Tesla Superchargers in Taiwan with Tesla and CCS Connectors

Tesla to add a CCS connector to Superchargers in the US

CCS (Combined Charging System) has become the standard for charging electric vehicles over the past few years.

When Tesla first introduced the 2012 Model S, the CCS charging connector wasn’t there. In fact, Tesla developed its own Tesla connector because none were capable of fast DC charging.

Today, the CCS connector supports charging speeds of up to 350 kW.

For comparison, Tesla’s newer V3 Superchargers can currently charge at speeds of up to 250 kW, although Tesla plans to update its v3 Superchargers later this year to support up to 324 kW.

Tesla already offers superchargers with CCS connectors in several regions, but it will now begin adding CCS connectors to Superchargers in the US.
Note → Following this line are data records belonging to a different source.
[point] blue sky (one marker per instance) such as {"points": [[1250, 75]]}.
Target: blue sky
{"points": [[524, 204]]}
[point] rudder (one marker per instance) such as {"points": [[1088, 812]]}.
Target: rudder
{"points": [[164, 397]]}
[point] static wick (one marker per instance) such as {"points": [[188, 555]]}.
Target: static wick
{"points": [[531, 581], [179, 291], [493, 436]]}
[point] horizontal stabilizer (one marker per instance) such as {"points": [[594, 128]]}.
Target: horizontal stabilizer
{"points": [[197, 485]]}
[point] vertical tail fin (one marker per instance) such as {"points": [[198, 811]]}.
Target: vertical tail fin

Tesla will add a CCS connector in addition to Tesla’s own connector. Elon Musk said this would give non-Tesla owners access to its extensive charging network.

This announcement follows the path announced by the CEO to open his Supercharger network to all electric vehicles globally.

Non-Tesla electric vehicles have been allowed to be charged at select Tesla Supercharger locations in France, the Netherlands and Norway since November.

Allowing superchargers—which account for more than half of fast chargers in the United States to charge all electric vehicles—would be easier and less costly for everyone involved, and would greatly improve the nature of existing fast charging infrastructure.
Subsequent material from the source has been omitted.